A variety of datasets were used to demonstrate the impacts of different resolutions, shapes and chunk size on performance for different tiles. The set of datasets is defined in `gen_test_urls.py` which generates the dataset information in the table below as well as lists of URLs to test, stored in `urls/`.

To modify the datasets used, make updates to `gen_test_urls.py` and re-run that script. You can skip running `gen_test_urls.py` if the list of URLs has already been generated (see `urls/{collection_name}_urls.txt` and is up to date with any changes in `gen_test_urls.py`.

Note: for the FWI-GEOS-5-Hourly dataset (or any dataset in veda-data-store and veda-data-store-staging), the `gen_test_urls.py` script requires data access via a role from the SMCE VEDA AWS account. Please skip this dataset or contact the SMCE team for access.

If you have role-based access to those buckets, you will need to assume the role using MFA and assume that role.

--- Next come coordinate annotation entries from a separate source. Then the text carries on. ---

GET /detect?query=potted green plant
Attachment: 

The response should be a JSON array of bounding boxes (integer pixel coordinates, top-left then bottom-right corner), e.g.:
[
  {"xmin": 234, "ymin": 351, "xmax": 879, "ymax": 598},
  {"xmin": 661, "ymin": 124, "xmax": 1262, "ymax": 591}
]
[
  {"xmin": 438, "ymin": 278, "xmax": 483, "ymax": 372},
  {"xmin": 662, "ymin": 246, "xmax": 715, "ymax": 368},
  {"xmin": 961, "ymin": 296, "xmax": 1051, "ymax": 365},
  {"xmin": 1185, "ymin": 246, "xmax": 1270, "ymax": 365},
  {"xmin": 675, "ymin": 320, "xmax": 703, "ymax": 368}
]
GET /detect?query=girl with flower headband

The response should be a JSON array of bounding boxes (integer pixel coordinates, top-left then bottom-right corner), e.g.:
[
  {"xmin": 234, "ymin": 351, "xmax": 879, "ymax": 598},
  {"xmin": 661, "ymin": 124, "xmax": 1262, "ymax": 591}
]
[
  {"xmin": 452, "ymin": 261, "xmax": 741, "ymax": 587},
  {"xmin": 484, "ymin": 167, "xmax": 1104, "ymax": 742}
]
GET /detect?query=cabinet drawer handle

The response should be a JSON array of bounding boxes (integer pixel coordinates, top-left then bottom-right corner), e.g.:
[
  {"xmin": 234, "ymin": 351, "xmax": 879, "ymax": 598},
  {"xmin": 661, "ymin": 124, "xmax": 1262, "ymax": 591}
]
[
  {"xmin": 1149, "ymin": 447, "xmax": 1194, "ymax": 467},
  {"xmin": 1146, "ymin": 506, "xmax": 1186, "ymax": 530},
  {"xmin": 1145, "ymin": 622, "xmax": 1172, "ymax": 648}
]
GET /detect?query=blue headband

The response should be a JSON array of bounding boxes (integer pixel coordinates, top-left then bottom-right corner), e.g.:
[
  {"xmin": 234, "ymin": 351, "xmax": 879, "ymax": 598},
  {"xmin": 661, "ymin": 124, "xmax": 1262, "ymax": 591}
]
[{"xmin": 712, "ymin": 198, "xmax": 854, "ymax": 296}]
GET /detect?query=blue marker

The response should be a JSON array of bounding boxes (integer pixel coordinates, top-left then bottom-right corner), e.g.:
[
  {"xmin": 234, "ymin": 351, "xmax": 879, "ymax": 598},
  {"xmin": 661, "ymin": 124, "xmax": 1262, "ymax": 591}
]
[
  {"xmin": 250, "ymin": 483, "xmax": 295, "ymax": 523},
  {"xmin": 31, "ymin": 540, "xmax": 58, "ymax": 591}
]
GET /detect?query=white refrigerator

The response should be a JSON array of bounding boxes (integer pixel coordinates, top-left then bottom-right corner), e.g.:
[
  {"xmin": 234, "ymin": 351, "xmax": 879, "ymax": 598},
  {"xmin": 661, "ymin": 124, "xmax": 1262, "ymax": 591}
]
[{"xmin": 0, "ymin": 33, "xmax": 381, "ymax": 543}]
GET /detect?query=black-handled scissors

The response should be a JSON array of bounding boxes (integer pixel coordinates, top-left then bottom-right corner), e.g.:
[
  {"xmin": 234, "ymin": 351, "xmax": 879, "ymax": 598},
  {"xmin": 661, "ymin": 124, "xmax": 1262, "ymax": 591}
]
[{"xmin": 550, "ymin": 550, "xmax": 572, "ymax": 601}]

Otherwise, that dataset will just be skipped in the `gen_test_urls.py` script via a try/catch statement.

In [1]:
!mkdir -p urls
!python gen_test_urls.py

## Inspect Datasets

In [5]:
df = csv_to_pandas('./zarr_info.csv', drop_cols=['variable', 'compression'], sort_by=['lat_resolution'])
df = df[['source', 'lat_resolution', 'lon_resolution', 'shape', 'chunks', 'chunk_size_mb', 'number_coord_chunks']]
df

Unnamed: 0,source,lat_resolution,lon_resolution,shape,chunks,chunk_size_mb,number_coord_chunks
4,s3://yuvipanda-test1/cmr/gpm3imergdl.zarr,0.1,0.1,"{'time': 8149, 'lon': 3600, 'lat': 1800}","{'time': 10, 'lon': 3600, 'lat': 1800}",247.192383,3
0,s3://veda-data-store-staging/EIS/zarr/FWI-GEOS...,0.25,0.3125,"{'time': 26880, 'lat': 533, 'lon': 1152}","{'time': 120, 'lat': 100, 'lon': 100}",4.577637,3
3,https://ncsa.osn.xsede.org/Pangeo/pangeo-forge...,0.25,0.25,"{'time': 15044, 'zlev': 1, 'lat': 720, 'lon': ...","{'time': 1, 'zlev': 1, 'lat': 720, 'lon': 1440}",1.977539,4
1,s3://power-analysis-ready-datastore/power_901_...,0.5,0.625,"{'time': 492, 'lat': 361, 'lon': 576}","{'time': 492, 'lat': 25, 'lon': 25}",2.346039,43
2,s3://cmip6-pds/CMIP6/CMIP/NASA-GISS/GISS-E2-1-...,2.0,2.5,"{'time': 1980, 'lat': 90, 'lon': 144}","{'time': 600, 'lat': 90, 'lon': 144}",29.663086,3


# Run Locust and Inspect Results

In [1]:
!./run-all.sh

In [None]:
# Upload results to S3
!aws s3 cp results/* s3://nasa-eodc-data-store/e2e/results/$(date +"%Y-%m-%d_%H_%M_%S")/